Vereinbaren zwei miteinander rivalisierende Gruppen, sich miteinander zu schlagen, so entfaltet eine damit verbundene Einwilligung in die eigene Körperverletzung keine rechtfertigende Wirkung. Dies hat der Bundesgerichtshof unter Verweis auf § 228 StGB entschieden. Die Taten blieben wegen des ihnen innewohnenden erheblichen Grades an Gefährdung des Lebens und der körperlichen Unversehrtheit trotz der Einwilligung sittenwidrig.

Das Landgericht Stuttgart hatte drei heranwachsende Angeklagte wegen gemeinschaftlicher gefährlicher Körperverletzung zu unterschiedlichen Sanktionen des Jugendstrafrechts verurteilt. Sie hatten die Taten als Mitglieder einer Jugendgruppe begangen, die nach vorangegangenen wechselseitigen Provokationen mit Angehörigen einer weiteren Gruppe Jugendlicher und junger Erwachsener verabredet hatte, sich miteinander zu schlagen. Die an dieser faktisch zustande gekommenen Übereinkunft Beteiligten beider Gruppen stimmten zu, die Auseinandersetzung auch mit Faustschlägen und Fußtritten auszutragen. Den Eintritt selbst erheblicher Verletzungen billigten sie jeweils. Im Verlaufe der wechselseitigen Tätlichkeiten erlitten mehrere Angehörige der gegnerischen Gruppe nicht unerhebliche Verletzungen. So musste etwa einer der «Gegner» drei Tage stationär, davon einen Tag auf der Intensivstation, behandelt werden.

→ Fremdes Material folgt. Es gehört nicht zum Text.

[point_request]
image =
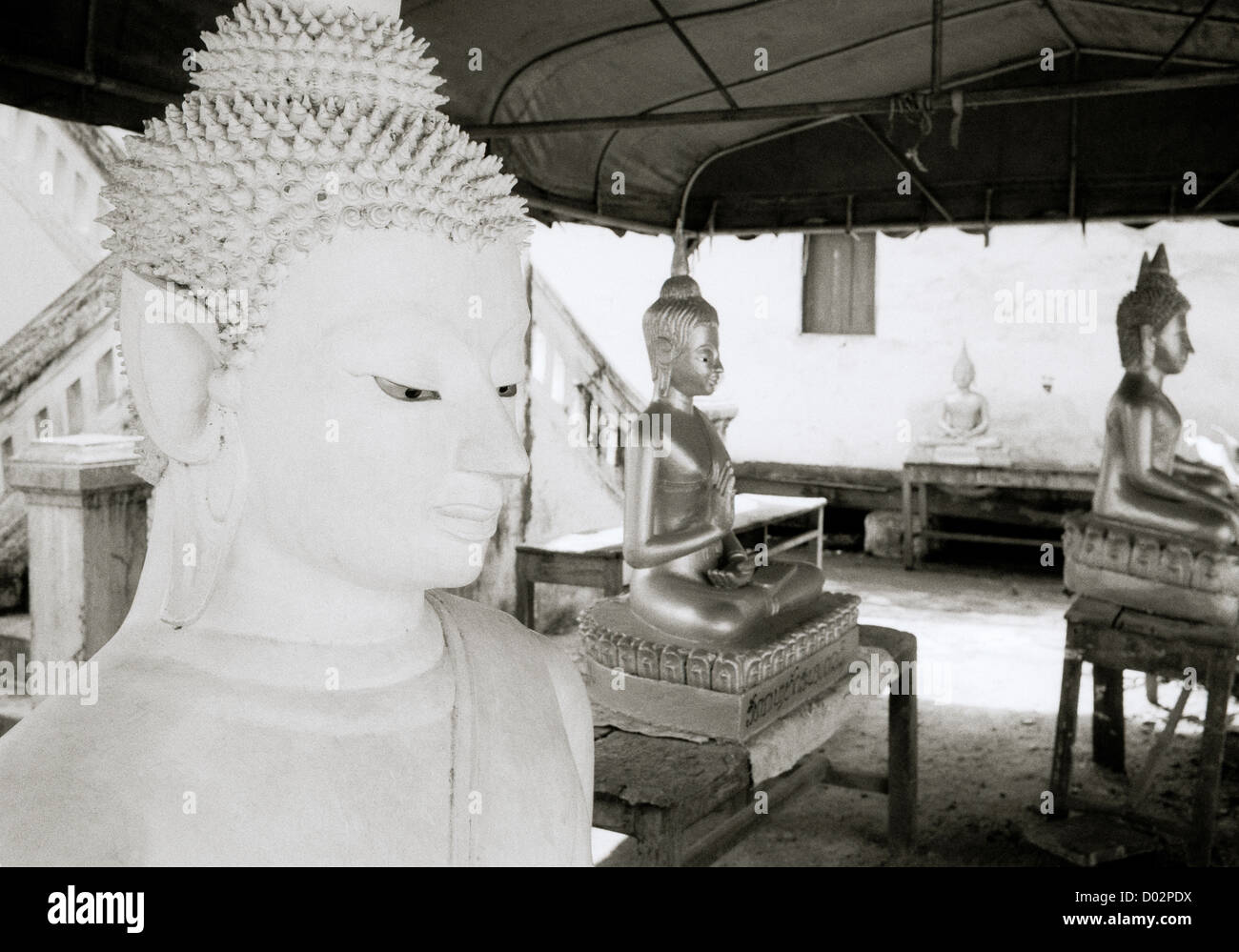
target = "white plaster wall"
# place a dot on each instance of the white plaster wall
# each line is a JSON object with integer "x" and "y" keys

Das LG hatte die Angeklagten wegen der von ihnen begangenen oder als Mittäter der übrigen Gruppenmitglieder zu verantwortenden Körperverletzungen verurteilt. Die von den später Verletzten aus der gegnerischen Gruppe erteilten Einwilligungen in die Schläge und Tritte hatte es nicht als Rechtfertigung zugunsten der Angeklagten gewertet. Nach Auffassung des Tatgerichts verstießen die Körperverletzungen trotz dieser Einwilligungen im Sinne von § 228 StGB gegen die «guten Sitten». Mit ihren Revisionen haben sich die Angeklagten unter anderem gegen diese rechtliche Bewertung gewandt. Der Erste Strafsenat des BGH hat die Rechtsmittel jedoch verworfen und im Ergebnis die Rechtsauffassung des LG bestätigt.

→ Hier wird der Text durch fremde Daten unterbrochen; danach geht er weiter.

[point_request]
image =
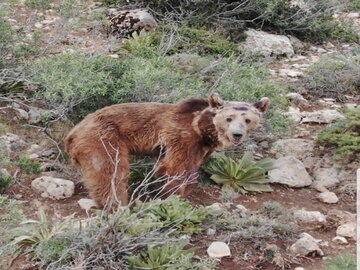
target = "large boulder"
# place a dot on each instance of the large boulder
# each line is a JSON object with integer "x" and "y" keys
{"x": 267, "y": 45}
{"x": 290, "y": 171}
{"x": 124, "y": 22}
{"x": 53, "y": 188}
{"x": 306, "y": 246}
{"x": 327, "y": 177}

Die Rechtsprechung des BGH habe bislang bereits Einwilligungen von späteren Opfern von Körperverletzungen keine rechtfertigende Wirkung beigemessen, wenn die Taten mit einer konkreten Gefahr des Todes für die Opfer verbunden sind. Nunmehr hat der Erste Strafsenat deutlich gemacht, dass jedenfalls bei verabredeten wechselseitigen Tätlichkeiten zwischen Gruppen § 228 StGB die Wirksamkeit der erteilten Zustimmung zu eigenen Verletzungen regelmäßig ausschließt. Denn die typischerweise eintretenden gruppendynamischen Prozesse seien generell mit einem so erheblichen Grad an Gefährdung des Lebens und der körperlichen Unversehrtheit der Kontrahenten verbunden, dass die Grenze der «Sittenwidrigkeit» der Taten überschritten ist.

Nach Einschätzung des BGH wird die Entscheidung seines Ersten Strafsenats – auch wenn darüber nicht unmittelbar zu entscheiden gewesen sei – Auswirkungen auf die strafrechtliche Bewertung verabredeter Schlägereien zwischen rivalisierenden Hooligan-Gruppen haben. Selbst wenn solche körperlichen Auseinandersetzungen auf getroffenen Abreden über die Art des «Kampfes» beruhten, würden sich die Taten wegen der typischen Eskalationsgefahren trotz der Einwilligungen sämtlicher Beteiligungen als Verstoß gegen die «guten Sitten» erweisen.

Dagegen seien mit erheblichen Gesundheitsgefahren verbundene Sportwettkämpfe auch bei Austragung durch Mannschaften nicht betroffen. Das vorhandene Regelwerk der Sportarten, dessen Einhaltung regelmäßig durch eine neutrale Instanz kontrolliert wird, begrenze üblicherweise den für die Beteiligten vorhandenen Gefährdungsgrad. Wie schon bisher seien strafbare Körperverletzungen hier erst dann gegeben, wenn diese aus grob regelwidrigem Verhalten hervorgingen.